Ziya Gokalp was a "Turkish nationalist and critical proponent of Westernisation," who served as "chief ideologist [for] Turkey's creation as a modern nation" (71). Aside from his political contributions, he was also a sociologist, historian, poet, and novelist. Like Fukuzawa, Gokalp advocated leaving Asia and joining the West, citing the example of Japan. Asians, he argued, had two choices: either westernize or become enslaved to the Western powers.
Like Fukuzawa, Gokalp too regarded “East” and “West” not as discrete realities to be exported or imported, but as "categories animated and employed in the service of an attempt to create a novel political identity and national project.” For Gokalp, this meant namely the project of cultivating “Turkishness," a new concept that sought to move Turkish identity away from the “backward and doomed” Ottoman culture (71). Gokalp, like the Zionists a generation later, took the lesson from recent European history that in order for the tribe to survive it must establish a mono-cultural nation-state.

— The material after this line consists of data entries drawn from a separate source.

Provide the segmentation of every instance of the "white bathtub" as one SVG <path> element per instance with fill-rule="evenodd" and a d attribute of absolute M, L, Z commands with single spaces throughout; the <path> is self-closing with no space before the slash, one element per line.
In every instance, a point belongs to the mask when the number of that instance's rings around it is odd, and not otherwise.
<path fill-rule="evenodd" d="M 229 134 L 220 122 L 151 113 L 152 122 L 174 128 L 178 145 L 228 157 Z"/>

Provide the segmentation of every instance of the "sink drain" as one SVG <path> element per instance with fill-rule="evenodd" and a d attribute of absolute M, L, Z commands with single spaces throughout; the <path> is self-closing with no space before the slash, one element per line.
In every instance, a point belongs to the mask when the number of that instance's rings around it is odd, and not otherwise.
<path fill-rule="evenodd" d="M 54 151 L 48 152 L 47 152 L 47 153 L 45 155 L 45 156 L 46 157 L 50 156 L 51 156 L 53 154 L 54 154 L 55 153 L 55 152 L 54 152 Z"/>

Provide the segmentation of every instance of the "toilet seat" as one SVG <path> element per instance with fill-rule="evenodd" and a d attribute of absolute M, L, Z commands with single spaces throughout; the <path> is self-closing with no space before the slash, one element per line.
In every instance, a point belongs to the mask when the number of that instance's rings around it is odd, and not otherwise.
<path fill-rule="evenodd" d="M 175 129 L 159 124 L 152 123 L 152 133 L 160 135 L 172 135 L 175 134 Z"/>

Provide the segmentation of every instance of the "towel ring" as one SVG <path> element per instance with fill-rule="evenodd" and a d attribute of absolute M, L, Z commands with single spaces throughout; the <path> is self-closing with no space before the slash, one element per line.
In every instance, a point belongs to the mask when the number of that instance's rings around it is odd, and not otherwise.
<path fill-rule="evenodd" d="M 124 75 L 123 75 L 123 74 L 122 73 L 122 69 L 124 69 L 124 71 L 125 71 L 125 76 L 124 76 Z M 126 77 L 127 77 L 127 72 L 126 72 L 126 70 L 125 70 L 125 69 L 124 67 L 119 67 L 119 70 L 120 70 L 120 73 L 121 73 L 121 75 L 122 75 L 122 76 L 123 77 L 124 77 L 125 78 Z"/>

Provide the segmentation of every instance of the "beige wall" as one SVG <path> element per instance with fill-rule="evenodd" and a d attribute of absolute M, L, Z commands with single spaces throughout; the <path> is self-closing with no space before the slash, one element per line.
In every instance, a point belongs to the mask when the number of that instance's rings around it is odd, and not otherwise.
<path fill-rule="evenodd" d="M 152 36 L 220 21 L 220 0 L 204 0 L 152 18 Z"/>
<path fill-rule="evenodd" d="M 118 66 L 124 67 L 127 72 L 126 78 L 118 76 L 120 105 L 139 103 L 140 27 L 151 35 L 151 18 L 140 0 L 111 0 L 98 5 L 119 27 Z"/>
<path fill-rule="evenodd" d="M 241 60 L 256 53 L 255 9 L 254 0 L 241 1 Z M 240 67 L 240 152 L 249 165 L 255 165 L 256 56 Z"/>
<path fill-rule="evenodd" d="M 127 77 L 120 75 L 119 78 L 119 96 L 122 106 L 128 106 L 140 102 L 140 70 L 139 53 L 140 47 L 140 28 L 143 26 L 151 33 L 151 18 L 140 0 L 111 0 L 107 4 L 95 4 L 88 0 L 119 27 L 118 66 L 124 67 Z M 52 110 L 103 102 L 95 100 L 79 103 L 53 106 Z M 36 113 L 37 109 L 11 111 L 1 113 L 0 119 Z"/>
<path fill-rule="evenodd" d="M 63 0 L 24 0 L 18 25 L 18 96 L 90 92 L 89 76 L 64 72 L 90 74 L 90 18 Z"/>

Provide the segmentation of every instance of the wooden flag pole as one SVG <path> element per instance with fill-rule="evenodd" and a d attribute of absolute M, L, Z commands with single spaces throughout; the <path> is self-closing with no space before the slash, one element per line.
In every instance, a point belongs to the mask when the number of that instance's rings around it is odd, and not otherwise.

Gokalp was a staunch anti-Ottoman, and was therefore against all that it represented: imperialism, cosmopolitanism, and pluralism. His vision for a modern Turkey consisted of the “cultural homogeneity of the modern nation state" (72). He saw Turks as the victims of a cosmopolitan elite that ruled the Ottoman empire by merely copying the West. He accused this elite of marginalizing Turkish culture and language, while promoting "Arabic, Persian, Russian, and Chinese" (73). As Bonnett points out, his pro-national, anti-imperial stance, however, conveniently overlooked the inherently imperial nature of many of the modern states.
Gokalp made an important distinction between “culture” (a sort of collective imagination of the tribe) and “civilization” (the institutions and techniques of power). He insisted that Turks should retain Turkish culture, but import Western civilization.
Both the Fukuzawa and Gokalp cases challenge "the political naïveté of contemporary theories of hybridisation" (70). About Fukuzawa Bonnett writes, "I would cast doubt on the utility of conceptualising his work as an example of hybridity at all. Rather than importing or translating a ready-made idea of the West, Fukuzawa actively fashioned a certain representation of the West to suit his own (and, in large measure, his social class's) particular political ambitions" (70). Again, the driving factor being Fukuzawa’s push to westernize was the desire to stave off subjugation. In this sense, Fukuzawa— like Kidd, Spengler, and Toynbee in Europe— can be seen as a conscious manipulator of East-West representations, which he used to serve particular political ends. Gokalp, too, defies the hybridization thesis, since he also "actively constructed, rather than merely mirrored, deconstructed or mixed, a series of stereotypes of self and other." Thus, these two cases illustrate how "the West" was creatively invented by the East for certain political goals.